Così è successo a me, che per rimuovere dei calcoli renali, mi sono rivolto ad una clinica di Perugia presso la quale mi è stata praticata una litotrissia extracorporea, le cui complicanze mi hanno costretto, dopo diversi giorni di continuo peggioramento, a ricorrere al pronto soccorso dell’ospedale S.Rosa.
Subito dopo il mio ingresso intorno alle dieci del mattino, un rapido ma nel contempo scrupoloso triage e i diversi esami ai quali sono stato tempestivamente sottoposto, hanno evidenziato la necessità urgente di un drenaggio ( nefrostomia ), che di fatto mi ha salvato il rene destro.
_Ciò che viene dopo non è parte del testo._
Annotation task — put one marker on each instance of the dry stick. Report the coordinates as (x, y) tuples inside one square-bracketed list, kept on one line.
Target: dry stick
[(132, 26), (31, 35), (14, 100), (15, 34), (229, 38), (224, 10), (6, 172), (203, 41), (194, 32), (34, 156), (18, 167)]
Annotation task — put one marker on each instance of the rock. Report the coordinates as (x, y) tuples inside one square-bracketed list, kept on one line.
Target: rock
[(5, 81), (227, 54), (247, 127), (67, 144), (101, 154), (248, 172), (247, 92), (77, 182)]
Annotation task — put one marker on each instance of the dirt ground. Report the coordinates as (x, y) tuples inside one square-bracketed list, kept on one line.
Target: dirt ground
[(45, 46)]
Verso l’ora di pranzo dello stesso giorno, sono stato ricoverato per una degenza, che sarebbe durata diversi giorni, fino alla normalizzazione del quadro clinico e quindi alle dimissioni.
Durante questo percorso, ho avuto modo di apprezzare insieme a mia moglie (e non è certo la prima volta), la prontezza e la professionalità di tutto il personale sanitario e non, del servizio di accoglienza del pronto soccorso (credo pressoché un unicum nel panorama ospedaliero), fondamentale interfaccia informativa e di raccordo tra pazienti, familiari e sanitari interni.
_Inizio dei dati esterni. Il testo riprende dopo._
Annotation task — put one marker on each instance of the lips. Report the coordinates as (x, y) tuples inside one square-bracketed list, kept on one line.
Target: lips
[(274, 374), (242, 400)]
Tuttavia, da quanto abbiamo avuto modo di vedere personalmente e di ascoltare, anche in precedenti occasioni da chi si trova in sala d’attesa, sarebbe auspicabile, quantomeno per limitare il verificarsi di spiacevoli situazioni, che fosse chiaro a tutti, auspicabilmente con una comunicazione ufficiale collocata in posizione ben visibile, chi è preposto a consentire, quando e se possibile, gli accessi al reparto, in quanto questi sembrano a volte amministrati arbitrariamente, magari per favoritismo, da chi talvolta anche in borghese, sembra non appartenere neanche al corpo sanitario.
Altrettanto doveroso, ritengo sia ringraziare il personale del reparto di Urologia e quello di Chirurgia Vascolare, che mi ha preso in carico sicuramente con la competenza e la perizia dei medici, ma anche attraverso l’opera gentile e nel contempo professionale del corpo infermieristico di cui ricordo con gratitudine la coordinatrice Anna, nonché Andrea, Agnese, Daiana, Fatima, Noemi, Renata e le oss Tiziana, Vittoria e Barbara.
Certamente non tutte le esperienze sono positive come la mia, tuttavia si è talmente abituati a vicende negative, che condividerne una a lieto fine può forse alimentare un po’ di speranza, che ci sia ancora qualcuno che, con passione e preparazione, nonostante i continui tagli e le numerose criticità che affliggono ciò che rimane del nostro Servizio Sanitario Nazionale, riesca a fornire al cittadino un servizio più che apprezzabile.